Впрочем, позже я поняла, что байка про старательскую артель — лишь деталь одной из его биографий. У Туманского были отработаны пять или шесть вариантов его жизнеописаний, вплоть до такого, где он, оказывается, занимался проблемами топологии и высшей математики в одном из секретных НИИ и видел живым академика Ландау. Варианты он выдавал, исходя из интересов собеседника, и каждый из них был настолько продуман и убедителен, что не поверить в ту или иную биографию было просто нельзя.
Если честно, я тоже поверила в эту самую старательскую артель, которая возникла во времена первых кооперативов.
Во всяком случае близость к золотым россыпям в прежние времена хоть как-то объясняла и кровных лошадей в конюшне, и пригашенную роскошь обстановки в кабинете, и сочные бриллиантики в его запонках.

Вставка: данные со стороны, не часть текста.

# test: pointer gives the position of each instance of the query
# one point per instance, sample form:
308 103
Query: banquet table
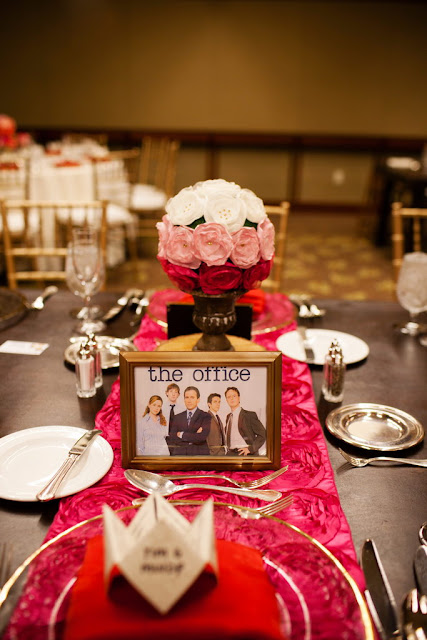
388 503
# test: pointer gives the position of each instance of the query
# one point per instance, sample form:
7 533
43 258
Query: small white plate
354 349
29 458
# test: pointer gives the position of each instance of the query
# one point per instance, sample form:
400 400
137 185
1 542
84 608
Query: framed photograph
200 410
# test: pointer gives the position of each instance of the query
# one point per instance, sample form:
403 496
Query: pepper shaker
334 374
96 353
85 372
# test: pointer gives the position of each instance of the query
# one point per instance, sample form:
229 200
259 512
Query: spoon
151 482
422 533
415 616
38 303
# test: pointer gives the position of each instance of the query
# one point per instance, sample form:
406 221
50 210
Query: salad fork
362 462
251 484
5 563
265 510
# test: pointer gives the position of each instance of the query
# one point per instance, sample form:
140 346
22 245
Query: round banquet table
385 503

Не знаю, что бы еще он мне преподнес, но тут в кабинет вошла та самая особа, которая застукала меня, правда, на этот раз без фотоаппарата, но зато с пакетом из черной бумаги, в которых обычно носят снимки.
— Не помешала? — Она сняла темные очки и уставилась на меня. Глаза у нее были совершенно янтарного цвета, немигающие, безразличные, словно обращенные взглядом не вовне, а куда-то внутрь. Она говорила с каким-то акцентом, рубленно и твердо, словно рассекала фразы острием на отдельные слова.
— Слушаю вас, Элга Карловна…
Она снова покосилась на меня, давая понять, что я здесь посторонняя, но Туманский вдруг стукнул ладонью по столу и поторопил:
— Давайте, давайте… Лизавета Юрьевна уже почти своя!
Коротышка недовольно пожала плечиками, высыпала на стол десятка два цветных и черно-белых отпечатков и сказала:
— Толстецкую из Москвы привезли…
— Кто такая?
— Вот она… — Она ткнула пальцем в один из снимков, и они склонились над столешницей, рассматривая его. — Думаю, мы имеем сходство, Симон!
— Давайте ее сюда! — приказал он. Она вышла.
— Так вы Симон? — поинтересовалась я. — Из Бурбонов будете?
— Вообще-то я Семен… Сеня, — ухмыльнулся он. — Но с Элгой лучше не спорить. Для вас — Семен Семеныч… Подходит?
— Я пойду? — сказала я. — Чего мешать-то?
— Что вы! Что вы! Пока суть да дело, книжечки посмотрите… А?
Я освободила кресло и начала рассматривать книги, отойдя в глубину кабинета. Покажи мне, какие книги ты читаешь, и я скажу, кто ты. Так, по крайней мере, считал мой Панкратыч. По его подбору понять было ничего нельзя.